James waited until his vision returned. It took several minutes for him to make out Nathaniel’s shape, followed by the black stone wall behind him. There was no fissure on this side.
“Why isn’t there a light here, too?” James asked.
“The landing point’s usually nowhere near the actual fissure,” Nathaniel said. He had his back pressed to the rock, even though it must have been uncomfortably warm. “It’s safer that way.”
James stood again. They were in a shallow cave of igneous rock. Beyond the exit, Malebolge was dark and eerily quiet. He couldn’t see any hints of civilization. “Are you sure we’re in the right place?” he asked.
Nathaniel jerked his chin toward the mouth of the cave. “See for yourself.”
James leaned out to search for sky and found none.
Malebolge stretched below them, at the bottom of a vast cavern. The roof stretched high above him. The stones glowed with dim, internal fire.
The city itself was unlike any city on Earth. Dis had been, in some ways, a perverse homage to mortal cities—parts of it resembled human landmarks, like Dubai, Chicago, São Paolo. This looked more like a hive built of bone and iron, meant to accommodate creatures that walked on six legs instead of two.
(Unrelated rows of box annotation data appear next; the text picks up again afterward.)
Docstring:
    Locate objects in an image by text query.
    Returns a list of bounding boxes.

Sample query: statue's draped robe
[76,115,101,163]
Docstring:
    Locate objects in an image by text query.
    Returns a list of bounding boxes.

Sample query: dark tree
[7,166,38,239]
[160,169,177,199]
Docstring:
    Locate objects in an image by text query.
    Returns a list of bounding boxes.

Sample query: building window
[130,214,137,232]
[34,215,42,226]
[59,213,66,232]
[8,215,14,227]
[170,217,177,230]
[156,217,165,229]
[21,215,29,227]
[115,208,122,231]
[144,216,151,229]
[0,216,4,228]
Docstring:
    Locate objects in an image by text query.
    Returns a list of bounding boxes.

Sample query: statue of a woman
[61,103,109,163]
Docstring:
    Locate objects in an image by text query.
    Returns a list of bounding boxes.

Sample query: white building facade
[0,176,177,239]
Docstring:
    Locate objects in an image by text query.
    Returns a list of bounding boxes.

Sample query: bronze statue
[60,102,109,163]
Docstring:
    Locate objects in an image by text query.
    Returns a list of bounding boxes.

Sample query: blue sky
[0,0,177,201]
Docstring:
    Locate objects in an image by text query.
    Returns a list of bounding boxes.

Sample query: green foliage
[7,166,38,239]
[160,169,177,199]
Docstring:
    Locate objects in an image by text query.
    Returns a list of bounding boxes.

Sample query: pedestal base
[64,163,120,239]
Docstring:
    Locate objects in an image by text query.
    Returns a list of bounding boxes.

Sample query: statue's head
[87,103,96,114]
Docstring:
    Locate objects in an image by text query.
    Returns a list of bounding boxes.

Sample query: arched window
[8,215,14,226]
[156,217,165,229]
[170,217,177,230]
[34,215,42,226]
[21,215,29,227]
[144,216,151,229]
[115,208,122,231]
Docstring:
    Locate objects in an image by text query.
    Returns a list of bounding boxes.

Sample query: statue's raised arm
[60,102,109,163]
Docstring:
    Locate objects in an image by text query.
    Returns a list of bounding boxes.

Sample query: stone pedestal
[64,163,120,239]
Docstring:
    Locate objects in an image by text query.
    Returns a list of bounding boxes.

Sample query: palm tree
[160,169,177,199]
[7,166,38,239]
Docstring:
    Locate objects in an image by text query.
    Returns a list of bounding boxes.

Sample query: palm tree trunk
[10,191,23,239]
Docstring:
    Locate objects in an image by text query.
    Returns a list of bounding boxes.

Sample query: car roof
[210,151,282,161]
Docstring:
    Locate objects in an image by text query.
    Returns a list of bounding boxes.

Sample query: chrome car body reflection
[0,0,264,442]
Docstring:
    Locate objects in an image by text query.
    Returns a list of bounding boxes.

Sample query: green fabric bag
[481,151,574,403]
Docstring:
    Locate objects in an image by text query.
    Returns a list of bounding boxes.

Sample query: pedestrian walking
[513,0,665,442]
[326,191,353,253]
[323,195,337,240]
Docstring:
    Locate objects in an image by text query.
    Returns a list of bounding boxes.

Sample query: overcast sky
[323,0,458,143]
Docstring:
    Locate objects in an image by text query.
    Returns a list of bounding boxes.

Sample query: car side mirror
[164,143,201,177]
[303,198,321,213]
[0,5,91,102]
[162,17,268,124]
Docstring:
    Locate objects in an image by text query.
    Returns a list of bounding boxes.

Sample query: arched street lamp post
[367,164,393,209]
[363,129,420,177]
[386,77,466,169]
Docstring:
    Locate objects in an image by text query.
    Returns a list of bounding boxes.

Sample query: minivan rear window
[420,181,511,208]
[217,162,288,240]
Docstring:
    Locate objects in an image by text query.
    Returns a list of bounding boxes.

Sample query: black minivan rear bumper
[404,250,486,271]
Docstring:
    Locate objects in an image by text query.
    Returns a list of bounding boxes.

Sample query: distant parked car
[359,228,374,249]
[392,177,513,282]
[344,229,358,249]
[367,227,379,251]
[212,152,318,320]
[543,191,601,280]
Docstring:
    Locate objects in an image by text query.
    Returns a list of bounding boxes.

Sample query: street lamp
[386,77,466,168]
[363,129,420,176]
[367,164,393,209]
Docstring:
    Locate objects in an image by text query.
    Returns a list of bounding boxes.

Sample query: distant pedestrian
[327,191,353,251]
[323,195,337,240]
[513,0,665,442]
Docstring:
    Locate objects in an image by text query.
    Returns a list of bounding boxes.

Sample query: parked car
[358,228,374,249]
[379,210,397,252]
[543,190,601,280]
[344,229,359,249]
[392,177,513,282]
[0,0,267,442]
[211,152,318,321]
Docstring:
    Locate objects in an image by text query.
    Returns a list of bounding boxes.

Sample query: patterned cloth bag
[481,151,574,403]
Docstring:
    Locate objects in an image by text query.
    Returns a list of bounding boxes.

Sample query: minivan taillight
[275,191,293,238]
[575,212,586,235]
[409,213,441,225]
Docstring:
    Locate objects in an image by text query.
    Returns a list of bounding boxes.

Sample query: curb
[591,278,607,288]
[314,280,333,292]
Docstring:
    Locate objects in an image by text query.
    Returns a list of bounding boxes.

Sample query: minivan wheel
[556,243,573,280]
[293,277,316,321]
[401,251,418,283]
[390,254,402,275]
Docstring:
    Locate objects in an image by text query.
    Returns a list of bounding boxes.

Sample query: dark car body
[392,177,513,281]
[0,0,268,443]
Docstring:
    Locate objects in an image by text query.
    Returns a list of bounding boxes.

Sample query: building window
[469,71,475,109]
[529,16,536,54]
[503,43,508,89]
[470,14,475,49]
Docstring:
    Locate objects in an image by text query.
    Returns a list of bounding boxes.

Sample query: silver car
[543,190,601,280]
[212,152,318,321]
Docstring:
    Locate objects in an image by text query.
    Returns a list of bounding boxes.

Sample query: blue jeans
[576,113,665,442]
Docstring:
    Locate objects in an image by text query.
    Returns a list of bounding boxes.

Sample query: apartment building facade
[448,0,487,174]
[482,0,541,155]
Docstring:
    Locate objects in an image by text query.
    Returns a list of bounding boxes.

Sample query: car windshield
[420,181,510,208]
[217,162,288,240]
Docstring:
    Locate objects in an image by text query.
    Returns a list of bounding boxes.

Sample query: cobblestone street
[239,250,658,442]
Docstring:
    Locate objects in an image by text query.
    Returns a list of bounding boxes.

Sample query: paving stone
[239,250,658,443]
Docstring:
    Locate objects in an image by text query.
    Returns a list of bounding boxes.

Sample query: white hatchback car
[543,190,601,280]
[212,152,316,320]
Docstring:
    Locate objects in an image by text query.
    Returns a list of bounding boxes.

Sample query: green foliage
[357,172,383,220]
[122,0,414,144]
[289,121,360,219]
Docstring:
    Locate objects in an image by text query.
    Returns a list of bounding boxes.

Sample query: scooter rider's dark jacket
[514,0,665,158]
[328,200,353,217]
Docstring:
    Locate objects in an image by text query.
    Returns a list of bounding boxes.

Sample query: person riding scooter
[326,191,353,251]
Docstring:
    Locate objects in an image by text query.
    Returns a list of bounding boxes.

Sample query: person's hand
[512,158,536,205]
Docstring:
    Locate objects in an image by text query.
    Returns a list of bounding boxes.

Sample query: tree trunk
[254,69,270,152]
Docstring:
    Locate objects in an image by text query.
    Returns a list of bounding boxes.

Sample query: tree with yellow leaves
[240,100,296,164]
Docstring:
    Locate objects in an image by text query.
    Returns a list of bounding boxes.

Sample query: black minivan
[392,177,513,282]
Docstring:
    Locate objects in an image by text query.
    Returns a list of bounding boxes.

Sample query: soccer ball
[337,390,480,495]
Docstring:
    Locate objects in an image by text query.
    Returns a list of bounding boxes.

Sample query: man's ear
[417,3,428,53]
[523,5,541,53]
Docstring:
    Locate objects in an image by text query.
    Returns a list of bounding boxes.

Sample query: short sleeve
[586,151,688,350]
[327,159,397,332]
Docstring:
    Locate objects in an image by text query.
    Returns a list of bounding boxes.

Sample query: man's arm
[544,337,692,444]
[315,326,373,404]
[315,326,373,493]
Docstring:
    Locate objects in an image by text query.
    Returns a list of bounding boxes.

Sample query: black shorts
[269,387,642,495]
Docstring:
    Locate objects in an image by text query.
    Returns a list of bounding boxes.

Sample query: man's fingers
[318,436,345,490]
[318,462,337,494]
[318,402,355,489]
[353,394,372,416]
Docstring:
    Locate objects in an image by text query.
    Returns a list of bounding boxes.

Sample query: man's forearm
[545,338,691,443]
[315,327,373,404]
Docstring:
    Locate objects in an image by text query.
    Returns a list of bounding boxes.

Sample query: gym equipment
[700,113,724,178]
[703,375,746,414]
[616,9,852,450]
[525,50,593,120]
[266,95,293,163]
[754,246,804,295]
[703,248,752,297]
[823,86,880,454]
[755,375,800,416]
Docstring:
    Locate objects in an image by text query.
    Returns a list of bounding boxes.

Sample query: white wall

And as James’s eyes continued to adjust to the darkness, he realized that he
was
seeing bone. Giant black ribs jutted from the yellow wasteland. The streets were built around a spine broader than the freeways in Los Angeles, its base half-buried in the desert. The pelvis was disproportionately huge, almost three times larger than it should have been to match the ribs, and the center of the city was nestled inside its cavity.
Puffs of smoke danced between each of the ribs. They were young nightmares, fresh from the fires.
James’s first impression had been wrong. This wasn’t a hive. This was the rotting body of a giant, filled with festering holes, dark places, and screams. This was where nightmares were born.
The acrid air stung his lungs. “How do we get to Coccytus?” James asked, tying the scarf around his face again.
Nathaniel pointed at the other side of the chasm. The structure that looked like a spine was twisted in a curve, and the skull was embedded deep in the earth. “It’s down there, with the head,” he said.
James forced himself to stop staring at all of the crawling, writhing, squirming shapes among the city, and searched for the path down. A narrow winding staircase had been built into the cliff below him, although it was extremely generous to call the steps “stairs.” They were shallow ledges barely a foot wide, with no railing. They looked like they had been chiseled by hand.
“Can you get us down?” he asked.
“I could get myself down.” Nathaniel licked his lips, trying to wet them. But the saliva seemed to evaporate instantly from his skin. “I can’t take you.”
What would be more dangerous: forcing Nathaniel to climb down the stairs with him, or allowing him to wait at the bottom, alone and unprotected? James’s eyes tracked over the writhing corpse of a city.
“We’ll climb, then,” James said.
“Okay. See you at the bottom.”
Nathaniel pulled a page out of his Book of Shadows and vanished.